Expenditures were not evenly distributed across the MS population. Instead, as is generally true of such costs in the general population, expenditures for health care among persons with MS tended to be concentrated among a small proportion of individuals. For example, 20% of the costs were accounted for by the most expensive 1% of those with MS

and 82.5% of the costs were accounted for by the most expensive 25% of those with MS. The least expensive 50% of those with MS accounted for less than 5% of costs. Because administrative billing data do not include information on type or severity of MS, the investigators were not able to identify the type or severity of MS represented in these breakdowns.

Conclusion:

This study found that health care expenditures and utilization were higher among persons with MS than among persons without MS across three important third-party payers: private insurers, Medicare, and Medicaid. The authors conclude that these higher costs need to be taken into account in payments made to health care providers. Not taking these higher costs into account could adversely affect the access that persons with MS have to needed services. Particularly in managed care plans where providers are paid a fixed monthly fee to provide health care to enrollees, the higher costs associated with MS could discourage providers from serving those with MS.

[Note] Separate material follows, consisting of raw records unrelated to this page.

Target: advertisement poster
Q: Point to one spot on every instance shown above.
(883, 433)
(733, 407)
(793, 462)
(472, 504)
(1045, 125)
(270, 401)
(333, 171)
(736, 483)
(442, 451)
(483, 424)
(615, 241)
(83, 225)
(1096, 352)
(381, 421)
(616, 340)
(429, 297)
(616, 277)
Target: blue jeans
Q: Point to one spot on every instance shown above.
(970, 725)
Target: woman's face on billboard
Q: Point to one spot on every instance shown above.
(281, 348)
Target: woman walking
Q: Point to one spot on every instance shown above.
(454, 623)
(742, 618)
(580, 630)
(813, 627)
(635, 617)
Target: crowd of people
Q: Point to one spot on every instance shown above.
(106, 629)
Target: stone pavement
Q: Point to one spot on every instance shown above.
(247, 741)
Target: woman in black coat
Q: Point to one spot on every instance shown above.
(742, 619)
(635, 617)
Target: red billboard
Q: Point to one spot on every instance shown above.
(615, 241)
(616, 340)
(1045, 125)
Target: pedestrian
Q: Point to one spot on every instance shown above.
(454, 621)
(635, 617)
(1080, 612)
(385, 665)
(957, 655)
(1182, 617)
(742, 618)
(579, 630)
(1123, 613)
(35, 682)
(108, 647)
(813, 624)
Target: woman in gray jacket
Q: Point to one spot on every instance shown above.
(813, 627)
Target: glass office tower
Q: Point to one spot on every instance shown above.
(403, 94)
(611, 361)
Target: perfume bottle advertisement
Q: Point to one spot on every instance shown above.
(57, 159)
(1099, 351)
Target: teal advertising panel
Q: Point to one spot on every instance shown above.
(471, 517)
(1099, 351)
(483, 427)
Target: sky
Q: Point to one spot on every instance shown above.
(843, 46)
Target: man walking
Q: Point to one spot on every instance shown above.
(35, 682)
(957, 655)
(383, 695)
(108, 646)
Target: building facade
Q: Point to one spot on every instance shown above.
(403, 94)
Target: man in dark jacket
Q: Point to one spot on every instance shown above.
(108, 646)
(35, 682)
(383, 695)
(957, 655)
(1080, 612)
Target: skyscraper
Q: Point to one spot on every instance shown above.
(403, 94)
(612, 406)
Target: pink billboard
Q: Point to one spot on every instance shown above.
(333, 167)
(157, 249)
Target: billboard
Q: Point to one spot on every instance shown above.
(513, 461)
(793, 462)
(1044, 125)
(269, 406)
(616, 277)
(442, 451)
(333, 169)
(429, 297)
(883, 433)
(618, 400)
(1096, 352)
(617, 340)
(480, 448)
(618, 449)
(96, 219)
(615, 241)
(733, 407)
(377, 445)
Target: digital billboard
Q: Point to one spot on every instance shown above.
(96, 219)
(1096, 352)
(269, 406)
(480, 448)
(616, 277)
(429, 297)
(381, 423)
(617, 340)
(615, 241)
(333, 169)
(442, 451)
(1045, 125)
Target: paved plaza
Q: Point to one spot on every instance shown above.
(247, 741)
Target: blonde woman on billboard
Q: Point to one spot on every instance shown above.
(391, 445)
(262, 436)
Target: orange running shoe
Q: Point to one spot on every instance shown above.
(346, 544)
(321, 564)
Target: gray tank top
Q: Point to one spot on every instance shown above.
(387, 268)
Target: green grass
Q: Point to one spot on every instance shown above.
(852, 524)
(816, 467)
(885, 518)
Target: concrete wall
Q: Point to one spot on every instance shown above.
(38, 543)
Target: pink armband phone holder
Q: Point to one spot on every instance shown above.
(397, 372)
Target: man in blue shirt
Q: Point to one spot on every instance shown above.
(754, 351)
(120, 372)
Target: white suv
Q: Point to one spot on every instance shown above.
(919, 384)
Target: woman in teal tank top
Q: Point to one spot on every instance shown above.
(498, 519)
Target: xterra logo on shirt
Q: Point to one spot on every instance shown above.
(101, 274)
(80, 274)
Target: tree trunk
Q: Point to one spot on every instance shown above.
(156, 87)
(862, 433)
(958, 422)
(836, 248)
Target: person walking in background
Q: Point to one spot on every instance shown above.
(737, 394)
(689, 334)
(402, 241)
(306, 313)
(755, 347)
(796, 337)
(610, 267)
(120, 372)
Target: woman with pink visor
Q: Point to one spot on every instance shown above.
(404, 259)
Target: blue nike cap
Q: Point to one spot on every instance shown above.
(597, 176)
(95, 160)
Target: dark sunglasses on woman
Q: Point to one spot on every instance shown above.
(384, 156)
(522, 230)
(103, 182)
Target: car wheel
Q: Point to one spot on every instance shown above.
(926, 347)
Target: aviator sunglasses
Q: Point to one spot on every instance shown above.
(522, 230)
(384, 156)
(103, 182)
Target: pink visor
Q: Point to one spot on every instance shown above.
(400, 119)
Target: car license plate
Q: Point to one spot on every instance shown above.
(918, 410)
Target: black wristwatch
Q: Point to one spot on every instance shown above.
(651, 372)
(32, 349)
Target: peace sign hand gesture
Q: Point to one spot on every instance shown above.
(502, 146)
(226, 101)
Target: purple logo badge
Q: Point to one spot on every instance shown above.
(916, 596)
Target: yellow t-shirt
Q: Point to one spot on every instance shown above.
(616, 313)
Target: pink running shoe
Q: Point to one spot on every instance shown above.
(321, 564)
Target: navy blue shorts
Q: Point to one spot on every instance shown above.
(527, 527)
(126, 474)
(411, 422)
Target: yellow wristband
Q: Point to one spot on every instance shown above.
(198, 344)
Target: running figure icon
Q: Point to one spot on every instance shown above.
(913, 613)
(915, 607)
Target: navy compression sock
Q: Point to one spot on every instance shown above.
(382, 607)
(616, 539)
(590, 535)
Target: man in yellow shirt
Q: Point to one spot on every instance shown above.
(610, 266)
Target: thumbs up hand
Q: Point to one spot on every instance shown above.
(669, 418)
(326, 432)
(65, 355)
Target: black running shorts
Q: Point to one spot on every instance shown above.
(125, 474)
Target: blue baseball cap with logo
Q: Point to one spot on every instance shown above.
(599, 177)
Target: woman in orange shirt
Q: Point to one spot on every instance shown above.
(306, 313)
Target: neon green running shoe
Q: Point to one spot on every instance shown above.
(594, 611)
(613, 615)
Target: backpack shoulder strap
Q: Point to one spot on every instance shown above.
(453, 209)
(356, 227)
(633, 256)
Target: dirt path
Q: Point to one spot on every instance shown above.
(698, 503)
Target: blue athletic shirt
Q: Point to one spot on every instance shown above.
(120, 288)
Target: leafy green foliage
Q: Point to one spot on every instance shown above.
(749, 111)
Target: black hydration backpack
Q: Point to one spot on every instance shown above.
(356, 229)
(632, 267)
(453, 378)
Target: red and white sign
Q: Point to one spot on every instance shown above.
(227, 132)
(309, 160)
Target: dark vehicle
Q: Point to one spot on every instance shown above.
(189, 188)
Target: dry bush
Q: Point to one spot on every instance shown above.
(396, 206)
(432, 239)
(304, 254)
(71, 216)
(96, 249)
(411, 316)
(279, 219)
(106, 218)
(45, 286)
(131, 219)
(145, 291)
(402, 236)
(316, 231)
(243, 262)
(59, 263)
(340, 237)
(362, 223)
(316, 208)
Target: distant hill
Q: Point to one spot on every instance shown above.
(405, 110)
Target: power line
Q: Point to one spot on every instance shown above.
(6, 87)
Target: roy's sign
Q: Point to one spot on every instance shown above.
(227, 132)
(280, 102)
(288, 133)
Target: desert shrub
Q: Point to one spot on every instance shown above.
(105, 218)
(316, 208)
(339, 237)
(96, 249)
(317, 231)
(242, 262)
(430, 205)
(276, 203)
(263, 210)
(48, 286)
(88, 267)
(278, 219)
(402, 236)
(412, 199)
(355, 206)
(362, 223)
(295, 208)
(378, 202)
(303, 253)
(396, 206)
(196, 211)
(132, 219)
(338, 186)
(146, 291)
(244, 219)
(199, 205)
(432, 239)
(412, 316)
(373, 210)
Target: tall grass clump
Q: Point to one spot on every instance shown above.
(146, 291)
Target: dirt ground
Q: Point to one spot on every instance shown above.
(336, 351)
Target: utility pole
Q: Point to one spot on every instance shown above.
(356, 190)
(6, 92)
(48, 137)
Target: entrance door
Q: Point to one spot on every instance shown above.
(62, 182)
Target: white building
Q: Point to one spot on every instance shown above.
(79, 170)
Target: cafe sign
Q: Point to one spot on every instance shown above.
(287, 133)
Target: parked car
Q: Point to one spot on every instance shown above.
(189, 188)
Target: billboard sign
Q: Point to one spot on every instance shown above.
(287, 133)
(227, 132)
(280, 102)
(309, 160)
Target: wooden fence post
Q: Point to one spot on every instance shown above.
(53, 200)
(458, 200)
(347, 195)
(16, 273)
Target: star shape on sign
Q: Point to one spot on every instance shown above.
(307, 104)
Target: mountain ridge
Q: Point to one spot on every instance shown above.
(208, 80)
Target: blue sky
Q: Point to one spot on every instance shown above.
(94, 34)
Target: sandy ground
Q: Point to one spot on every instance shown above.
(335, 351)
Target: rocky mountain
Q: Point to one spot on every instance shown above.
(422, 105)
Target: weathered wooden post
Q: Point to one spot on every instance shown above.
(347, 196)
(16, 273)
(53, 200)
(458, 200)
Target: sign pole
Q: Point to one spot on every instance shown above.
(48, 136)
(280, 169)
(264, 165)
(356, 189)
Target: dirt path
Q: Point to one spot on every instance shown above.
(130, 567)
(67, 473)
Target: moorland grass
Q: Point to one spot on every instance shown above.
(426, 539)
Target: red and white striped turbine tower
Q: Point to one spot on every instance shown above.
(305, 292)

The authors suggest that “diagnostic risk adjustment” (adjusting payments based on costs associated with a specific medical diagnosis) should be more widely utilized than at present. Diagnostic risk adjustment could result in reimbursement levels that more accurately reflect the costs associated with MS and help to ensure that persons with MS have access to the specialized services they need. The authors further suggest that since health care costs are not evenly distributed across the MS population, an additional adjustment based on MS severity could further refine reimbursement procedures. Many third party payers have already begun to move in the direction of utilizing diagnostic risk adjustment. The authors endorse this trend and suggest that it needs to be expanded in the future not only for MS but for other chronic conditions with similarly elevated expenditures and rates of utilization.